Same ring. Two sleeves. Opposite mistakes.
On the left the split ring sits inside the sleeve so that load makes it fan open — past a threshold the ring’s edge lifts off the inner wall and the grip slips. The egg falls onto the cloth a hand below. The shell does not break. The hand has confessed.
On the right the same ring is reversed. Load winds the cut edge into the wall — the harder you pull, the deeper the bite. A child’s finger trap, made of steel. Nothing releases until the load comes off. This is the grip you want for a rope, a tendon, a climbing line. It is also the grip you do not want anywhere near a finger.

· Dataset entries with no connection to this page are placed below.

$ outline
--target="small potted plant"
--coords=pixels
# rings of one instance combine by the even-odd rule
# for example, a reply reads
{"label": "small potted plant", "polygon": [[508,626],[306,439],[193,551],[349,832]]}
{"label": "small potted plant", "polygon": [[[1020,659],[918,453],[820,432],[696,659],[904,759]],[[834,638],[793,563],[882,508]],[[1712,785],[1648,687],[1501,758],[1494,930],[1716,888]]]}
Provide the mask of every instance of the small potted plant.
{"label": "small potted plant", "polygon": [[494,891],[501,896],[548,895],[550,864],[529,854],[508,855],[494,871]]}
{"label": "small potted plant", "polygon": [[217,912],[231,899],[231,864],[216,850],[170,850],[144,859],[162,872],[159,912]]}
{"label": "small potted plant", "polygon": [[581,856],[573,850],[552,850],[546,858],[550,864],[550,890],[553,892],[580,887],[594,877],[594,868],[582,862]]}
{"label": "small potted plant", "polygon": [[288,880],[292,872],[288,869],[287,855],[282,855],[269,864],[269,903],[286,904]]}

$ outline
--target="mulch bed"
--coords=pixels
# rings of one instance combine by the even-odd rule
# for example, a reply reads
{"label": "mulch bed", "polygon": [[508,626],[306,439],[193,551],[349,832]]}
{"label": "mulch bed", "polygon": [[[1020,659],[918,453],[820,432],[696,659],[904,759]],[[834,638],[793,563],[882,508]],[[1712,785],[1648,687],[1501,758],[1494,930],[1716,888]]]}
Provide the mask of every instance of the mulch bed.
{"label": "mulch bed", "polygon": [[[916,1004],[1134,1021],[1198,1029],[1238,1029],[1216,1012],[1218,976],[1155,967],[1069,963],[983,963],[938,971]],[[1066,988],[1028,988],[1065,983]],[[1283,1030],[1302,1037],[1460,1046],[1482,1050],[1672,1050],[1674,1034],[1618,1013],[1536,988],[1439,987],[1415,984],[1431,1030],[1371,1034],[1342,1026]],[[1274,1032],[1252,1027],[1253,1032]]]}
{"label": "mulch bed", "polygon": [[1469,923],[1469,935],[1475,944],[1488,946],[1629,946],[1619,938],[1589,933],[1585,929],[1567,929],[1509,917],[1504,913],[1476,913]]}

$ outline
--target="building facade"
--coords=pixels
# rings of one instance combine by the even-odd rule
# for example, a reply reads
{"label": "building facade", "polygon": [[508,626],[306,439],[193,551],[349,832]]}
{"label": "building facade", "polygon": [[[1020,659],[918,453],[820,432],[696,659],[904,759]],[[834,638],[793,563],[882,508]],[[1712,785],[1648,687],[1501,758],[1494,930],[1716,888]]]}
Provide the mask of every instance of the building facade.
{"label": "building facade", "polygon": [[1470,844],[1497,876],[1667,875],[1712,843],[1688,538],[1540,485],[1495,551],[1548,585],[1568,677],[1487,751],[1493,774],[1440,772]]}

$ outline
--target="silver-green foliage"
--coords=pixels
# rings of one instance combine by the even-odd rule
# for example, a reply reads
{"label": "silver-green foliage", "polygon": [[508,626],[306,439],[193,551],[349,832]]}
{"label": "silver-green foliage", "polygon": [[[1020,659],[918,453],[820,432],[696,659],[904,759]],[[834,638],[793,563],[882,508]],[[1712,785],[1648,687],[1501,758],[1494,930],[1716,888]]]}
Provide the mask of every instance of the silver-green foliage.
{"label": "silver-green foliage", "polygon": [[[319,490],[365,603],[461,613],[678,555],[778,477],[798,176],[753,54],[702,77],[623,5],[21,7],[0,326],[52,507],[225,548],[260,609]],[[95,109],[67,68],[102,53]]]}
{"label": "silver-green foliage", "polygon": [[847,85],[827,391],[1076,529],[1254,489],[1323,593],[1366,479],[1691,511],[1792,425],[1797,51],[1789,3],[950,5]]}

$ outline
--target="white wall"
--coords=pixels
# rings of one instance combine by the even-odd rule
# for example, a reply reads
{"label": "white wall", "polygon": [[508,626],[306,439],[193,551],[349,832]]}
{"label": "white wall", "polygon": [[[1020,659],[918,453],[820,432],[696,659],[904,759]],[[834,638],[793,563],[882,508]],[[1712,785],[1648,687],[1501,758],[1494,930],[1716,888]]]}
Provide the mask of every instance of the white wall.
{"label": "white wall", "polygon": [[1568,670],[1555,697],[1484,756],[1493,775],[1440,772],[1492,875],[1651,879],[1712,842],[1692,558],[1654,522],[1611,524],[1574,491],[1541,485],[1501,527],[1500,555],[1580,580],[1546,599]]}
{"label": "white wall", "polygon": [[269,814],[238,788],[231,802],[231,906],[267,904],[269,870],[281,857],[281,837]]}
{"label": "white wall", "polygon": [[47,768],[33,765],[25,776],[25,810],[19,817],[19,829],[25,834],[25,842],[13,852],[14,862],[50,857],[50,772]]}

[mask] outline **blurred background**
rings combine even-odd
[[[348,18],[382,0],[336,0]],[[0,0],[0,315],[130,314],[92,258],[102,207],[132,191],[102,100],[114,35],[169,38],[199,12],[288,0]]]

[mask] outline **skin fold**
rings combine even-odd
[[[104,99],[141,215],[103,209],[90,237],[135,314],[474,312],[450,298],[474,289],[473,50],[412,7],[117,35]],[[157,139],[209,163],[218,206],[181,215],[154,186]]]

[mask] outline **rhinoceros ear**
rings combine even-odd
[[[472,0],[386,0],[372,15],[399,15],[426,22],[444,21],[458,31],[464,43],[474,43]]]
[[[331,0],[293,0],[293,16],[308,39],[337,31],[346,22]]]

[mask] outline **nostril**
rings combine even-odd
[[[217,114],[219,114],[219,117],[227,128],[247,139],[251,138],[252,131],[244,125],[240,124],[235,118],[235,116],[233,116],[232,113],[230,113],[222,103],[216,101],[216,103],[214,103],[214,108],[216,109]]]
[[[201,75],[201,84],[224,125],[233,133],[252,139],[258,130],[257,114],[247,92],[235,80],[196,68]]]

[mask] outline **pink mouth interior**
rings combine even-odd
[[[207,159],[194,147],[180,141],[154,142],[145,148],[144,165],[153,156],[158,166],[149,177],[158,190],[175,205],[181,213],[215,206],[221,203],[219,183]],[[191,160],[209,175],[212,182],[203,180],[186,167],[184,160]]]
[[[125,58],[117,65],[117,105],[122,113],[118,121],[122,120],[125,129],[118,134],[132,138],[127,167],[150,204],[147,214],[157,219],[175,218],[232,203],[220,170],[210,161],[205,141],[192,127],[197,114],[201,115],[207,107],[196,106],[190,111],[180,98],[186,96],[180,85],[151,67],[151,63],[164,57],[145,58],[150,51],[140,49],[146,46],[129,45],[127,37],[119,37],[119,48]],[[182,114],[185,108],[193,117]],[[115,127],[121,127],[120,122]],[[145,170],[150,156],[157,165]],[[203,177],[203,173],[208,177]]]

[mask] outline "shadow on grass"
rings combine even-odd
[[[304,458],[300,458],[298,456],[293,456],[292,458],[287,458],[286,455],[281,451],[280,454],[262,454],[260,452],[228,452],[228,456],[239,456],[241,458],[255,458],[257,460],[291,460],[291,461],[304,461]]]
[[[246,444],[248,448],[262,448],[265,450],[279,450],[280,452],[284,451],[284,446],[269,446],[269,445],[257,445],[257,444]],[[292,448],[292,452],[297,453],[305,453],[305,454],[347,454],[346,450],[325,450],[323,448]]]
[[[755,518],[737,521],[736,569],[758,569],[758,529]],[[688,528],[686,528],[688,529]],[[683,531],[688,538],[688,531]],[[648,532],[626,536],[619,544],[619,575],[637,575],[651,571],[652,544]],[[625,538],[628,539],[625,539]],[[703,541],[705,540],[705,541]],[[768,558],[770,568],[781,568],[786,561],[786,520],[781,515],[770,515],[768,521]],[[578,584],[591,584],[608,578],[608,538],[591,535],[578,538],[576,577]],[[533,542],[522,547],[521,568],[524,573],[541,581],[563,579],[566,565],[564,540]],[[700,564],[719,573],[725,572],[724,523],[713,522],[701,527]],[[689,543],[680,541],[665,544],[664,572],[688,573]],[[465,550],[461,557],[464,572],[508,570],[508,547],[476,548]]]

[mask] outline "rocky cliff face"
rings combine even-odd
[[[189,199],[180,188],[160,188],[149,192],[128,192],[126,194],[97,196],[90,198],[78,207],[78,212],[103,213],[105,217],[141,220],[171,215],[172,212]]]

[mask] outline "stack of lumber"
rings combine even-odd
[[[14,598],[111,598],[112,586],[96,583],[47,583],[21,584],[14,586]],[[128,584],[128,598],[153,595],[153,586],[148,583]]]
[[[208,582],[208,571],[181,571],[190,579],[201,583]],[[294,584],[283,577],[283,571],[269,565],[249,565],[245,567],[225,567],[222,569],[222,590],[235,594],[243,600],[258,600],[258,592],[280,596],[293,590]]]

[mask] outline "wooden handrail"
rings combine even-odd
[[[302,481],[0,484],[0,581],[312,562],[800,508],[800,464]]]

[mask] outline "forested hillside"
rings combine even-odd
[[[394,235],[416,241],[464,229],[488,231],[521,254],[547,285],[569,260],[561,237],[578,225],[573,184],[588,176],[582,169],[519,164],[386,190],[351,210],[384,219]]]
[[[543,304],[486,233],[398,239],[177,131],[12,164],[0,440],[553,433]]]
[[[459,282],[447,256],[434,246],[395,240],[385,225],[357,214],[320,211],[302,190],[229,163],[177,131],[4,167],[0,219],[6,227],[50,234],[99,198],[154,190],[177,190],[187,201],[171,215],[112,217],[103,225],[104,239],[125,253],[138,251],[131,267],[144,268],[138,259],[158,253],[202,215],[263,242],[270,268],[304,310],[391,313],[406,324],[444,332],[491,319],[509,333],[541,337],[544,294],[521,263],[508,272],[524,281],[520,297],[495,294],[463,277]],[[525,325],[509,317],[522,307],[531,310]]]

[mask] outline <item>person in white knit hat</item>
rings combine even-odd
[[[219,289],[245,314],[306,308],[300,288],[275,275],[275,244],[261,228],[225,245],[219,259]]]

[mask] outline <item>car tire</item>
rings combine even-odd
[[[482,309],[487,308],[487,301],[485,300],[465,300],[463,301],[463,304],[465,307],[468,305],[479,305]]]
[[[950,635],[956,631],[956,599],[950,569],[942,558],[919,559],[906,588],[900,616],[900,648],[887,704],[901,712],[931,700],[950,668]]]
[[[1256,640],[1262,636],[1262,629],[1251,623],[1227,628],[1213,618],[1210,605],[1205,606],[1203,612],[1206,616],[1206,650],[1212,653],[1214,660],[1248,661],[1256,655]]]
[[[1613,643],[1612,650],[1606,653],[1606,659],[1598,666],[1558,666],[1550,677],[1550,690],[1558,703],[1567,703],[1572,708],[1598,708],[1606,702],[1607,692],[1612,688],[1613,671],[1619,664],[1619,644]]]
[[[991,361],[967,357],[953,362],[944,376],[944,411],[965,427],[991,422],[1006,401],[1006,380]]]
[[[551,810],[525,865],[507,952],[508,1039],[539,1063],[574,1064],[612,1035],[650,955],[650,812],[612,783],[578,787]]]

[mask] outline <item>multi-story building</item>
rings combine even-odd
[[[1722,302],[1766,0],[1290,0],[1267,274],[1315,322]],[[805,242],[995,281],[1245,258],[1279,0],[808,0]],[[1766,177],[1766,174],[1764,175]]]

The lesson is that a ring inside a sleeve is not a thing. It is an orientation. The same two parts, flipped, give you mercy or they give you a snare. A workshop apprentice could mix them up in a moment and never know which gripper he had built until something broke or something didn’t.
I will mark mine with a notch on the egg-side sleeve. A scratch the eye sees before the hand commits.
Tomorrow: the forearm. One tendon of egg-rings, one tendon of rope-rings, both pulling on the same finger. The hand decides what kind of object it is holding by deciding which tendon to tension. No sensor. No code. The grip’s character is chosen the way one chooses a tool from the bench — by reaching for it.